Several questions about KernelAbstractions

Hello,

I have several questions about KernelAbstractions package:

  1. What is the current status of KernelAbstractions in the Julia GPU ecosystem? Is it being seen as an exploration package to try out some possible directions of heterogeneous CPU/GPU programming, or is it aiming to become a standard for future code development, agnostic to CPU/GPU?

  2. Why the return statements are not permitted in kernel functions? There is no such issue with kernels written with CUDA.jl.

  3. Why one have to be so strict with the kernel event ending? I see wait(event) in every example in the documentation. In the same time, as far as I understand, kernels written with CUDA.jl are also asynchronous, but no one forces to use @sync after every call.

  4. In CUDA.jl there is launch_configuration function which allows to measure an optimal number of threads and blocks to launch a kernel. Is there a similar function in KernelAbstractions?
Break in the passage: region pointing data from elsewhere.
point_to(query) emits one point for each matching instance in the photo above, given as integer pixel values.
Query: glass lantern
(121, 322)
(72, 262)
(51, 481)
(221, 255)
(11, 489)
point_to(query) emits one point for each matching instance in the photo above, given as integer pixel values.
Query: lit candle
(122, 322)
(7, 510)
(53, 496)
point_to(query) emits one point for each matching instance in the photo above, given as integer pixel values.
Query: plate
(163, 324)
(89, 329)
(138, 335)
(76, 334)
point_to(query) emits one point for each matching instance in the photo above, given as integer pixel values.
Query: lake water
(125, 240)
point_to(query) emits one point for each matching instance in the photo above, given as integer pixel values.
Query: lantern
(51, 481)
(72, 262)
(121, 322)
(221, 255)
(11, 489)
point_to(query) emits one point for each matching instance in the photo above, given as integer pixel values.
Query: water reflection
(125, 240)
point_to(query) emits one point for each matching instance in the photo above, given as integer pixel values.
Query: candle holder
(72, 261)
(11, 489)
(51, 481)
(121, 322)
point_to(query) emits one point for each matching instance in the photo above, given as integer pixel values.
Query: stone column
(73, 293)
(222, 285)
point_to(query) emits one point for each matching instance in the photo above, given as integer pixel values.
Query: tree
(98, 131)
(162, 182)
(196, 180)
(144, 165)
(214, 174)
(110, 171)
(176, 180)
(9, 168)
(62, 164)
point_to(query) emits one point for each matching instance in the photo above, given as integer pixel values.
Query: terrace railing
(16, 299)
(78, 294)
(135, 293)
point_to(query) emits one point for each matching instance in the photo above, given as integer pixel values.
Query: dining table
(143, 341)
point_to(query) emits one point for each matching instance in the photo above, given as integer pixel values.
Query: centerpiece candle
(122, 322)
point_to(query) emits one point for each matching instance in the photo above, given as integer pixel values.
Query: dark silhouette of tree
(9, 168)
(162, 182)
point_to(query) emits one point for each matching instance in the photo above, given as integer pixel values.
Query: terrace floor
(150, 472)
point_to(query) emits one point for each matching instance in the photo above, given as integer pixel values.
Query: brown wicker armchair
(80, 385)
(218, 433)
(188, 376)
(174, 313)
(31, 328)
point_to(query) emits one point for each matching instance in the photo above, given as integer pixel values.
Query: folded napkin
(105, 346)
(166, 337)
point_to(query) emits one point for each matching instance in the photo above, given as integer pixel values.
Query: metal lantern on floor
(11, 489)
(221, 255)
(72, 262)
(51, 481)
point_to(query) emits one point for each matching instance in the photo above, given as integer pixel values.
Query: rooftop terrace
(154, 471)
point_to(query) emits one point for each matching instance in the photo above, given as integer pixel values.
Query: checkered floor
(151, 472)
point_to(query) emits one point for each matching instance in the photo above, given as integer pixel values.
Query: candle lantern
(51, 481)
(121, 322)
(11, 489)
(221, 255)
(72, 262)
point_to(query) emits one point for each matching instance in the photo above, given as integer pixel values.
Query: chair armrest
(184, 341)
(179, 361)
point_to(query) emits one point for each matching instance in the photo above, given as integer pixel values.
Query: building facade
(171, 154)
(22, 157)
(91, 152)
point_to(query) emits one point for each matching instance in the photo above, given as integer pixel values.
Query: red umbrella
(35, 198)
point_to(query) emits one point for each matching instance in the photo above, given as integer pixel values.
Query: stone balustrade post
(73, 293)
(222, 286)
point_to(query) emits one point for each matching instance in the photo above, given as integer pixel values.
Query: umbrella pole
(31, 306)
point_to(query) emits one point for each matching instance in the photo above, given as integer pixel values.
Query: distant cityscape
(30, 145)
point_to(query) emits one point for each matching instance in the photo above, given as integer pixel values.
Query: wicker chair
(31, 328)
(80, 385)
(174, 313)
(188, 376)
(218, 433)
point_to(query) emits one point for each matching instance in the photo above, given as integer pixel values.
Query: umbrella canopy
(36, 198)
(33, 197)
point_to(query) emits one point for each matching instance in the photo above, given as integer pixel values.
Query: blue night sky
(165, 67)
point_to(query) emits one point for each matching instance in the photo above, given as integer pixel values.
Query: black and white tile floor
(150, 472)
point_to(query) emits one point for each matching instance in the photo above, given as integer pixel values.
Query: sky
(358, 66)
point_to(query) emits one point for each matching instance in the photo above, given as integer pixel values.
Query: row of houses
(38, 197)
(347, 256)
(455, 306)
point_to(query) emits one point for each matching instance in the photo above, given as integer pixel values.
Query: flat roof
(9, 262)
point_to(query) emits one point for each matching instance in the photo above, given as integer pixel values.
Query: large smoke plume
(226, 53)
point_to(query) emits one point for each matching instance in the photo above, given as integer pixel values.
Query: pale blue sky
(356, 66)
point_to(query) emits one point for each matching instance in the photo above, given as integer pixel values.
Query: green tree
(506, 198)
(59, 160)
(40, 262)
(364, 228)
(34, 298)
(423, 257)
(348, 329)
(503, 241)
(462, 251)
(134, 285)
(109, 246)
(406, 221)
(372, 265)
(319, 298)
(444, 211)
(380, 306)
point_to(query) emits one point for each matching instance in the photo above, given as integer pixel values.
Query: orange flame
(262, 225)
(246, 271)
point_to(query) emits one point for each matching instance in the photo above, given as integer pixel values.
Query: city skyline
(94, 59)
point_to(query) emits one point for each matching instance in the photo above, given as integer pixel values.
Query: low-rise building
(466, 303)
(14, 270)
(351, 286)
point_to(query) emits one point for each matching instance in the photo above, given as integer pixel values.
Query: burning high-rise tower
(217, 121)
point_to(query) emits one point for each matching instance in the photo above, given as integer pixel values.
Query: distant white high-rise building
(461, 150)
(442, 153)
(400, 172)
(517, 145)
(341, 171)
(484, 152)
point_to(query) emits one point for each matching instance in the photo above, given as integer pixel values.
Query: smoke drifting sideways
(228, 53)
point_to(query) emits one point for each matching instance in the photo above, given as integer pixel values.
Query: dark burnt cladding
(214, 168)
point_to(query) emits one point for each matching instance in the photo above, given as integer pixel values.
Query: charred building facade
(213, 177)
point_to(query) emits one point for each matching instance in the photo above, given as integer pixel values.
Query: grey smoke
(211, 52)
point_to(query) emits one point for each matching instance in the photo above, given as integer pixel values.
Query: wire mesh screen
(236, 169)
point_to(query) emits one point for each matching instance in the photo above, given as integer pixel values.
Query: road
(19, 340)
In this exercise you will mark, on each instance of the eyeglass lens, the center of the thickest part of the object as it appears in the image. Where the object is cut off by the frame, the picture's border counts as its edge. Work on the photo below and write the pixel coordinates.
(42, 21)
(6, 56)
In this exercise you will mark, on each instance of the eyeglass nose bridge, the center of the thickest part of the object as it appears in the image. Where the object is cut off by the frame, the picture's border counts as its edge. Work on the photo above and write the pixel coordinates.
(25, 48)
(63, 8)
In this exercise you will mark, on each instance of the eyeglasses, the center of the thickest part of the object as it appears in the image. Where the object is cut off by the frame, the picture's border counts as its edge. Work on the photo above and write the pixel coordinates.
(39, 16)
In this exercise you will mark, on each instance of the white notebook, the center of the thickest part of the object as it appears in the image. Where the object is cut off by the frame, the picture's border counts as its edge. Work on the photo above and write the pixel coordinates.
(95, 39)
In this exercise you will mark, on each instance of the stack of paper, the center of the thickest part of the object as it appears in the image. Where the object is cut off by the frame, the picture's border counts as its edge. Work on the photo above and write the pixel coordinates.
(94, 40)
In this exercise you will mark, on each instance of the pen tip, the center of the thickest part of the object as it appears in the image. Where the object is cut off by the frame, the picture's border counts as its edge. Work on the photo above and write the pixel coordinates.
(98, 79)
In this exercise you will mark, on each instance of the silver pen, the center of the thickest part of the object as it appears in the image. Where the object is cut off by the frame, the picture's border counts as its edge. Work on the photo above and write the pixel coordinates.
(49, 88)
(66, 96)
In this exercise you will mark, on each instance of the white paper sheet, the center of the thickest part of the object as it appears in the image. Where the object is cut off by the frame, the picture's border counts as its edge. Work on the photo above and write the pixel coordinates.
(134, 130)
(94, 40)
KA (KernelAbstractions) is currently acting as a more minimal, cross-vendor alternative to writing vendor-specific kernel functions. I don’t think it’s going anywhere but up; it already works well with CUDA and AMDGPU (WIP), and it’s kept well maintained and tested by @vchuravy and users in the HPC space.

My guess is that this causes problematic behavior due to thread divergence, but I’m not clear on the exact reasoning. It might also be related to how KA optimizes code, and that return statements could make that harder if code paths diverge significantly.

It’s not strict, just explicit. You don’t have to call wait(event) just after a kernel is launched; in fact, you don’t need to ever call it if you don’t want to, it’s just an indicator that a kernel is finished, and lets other dependent kernels execute in the order that the user expected. AMDGPU.jl also does this, and it has worked out well.

For CUDAKernels, launch configuration will be calculated automatically if workgroupsize is set to nothing.

2 Likes

return value statements are also not permitted in CUDA.jl (only return or return nothing; I assume the same applies to KA.jl). The reason is that there’s no clear meaning – what if different threads return different values – and it could makie the kernel launch synchronous. CUDA C also does not allow returning values.

1 Like

Thank you.

Are you aware of any other packages similar to KA?

By the way, where I can find the sources of CUDAKernels package? For some reason I do not see them on github.

1 Like

Would it be better to allow return nothing statement in KA for consistency?

It’s a subpackage: https://github.com/JuliaGPU/KernelAbstractions.jl/tree/master/lib/CUDAKernels

Thank you.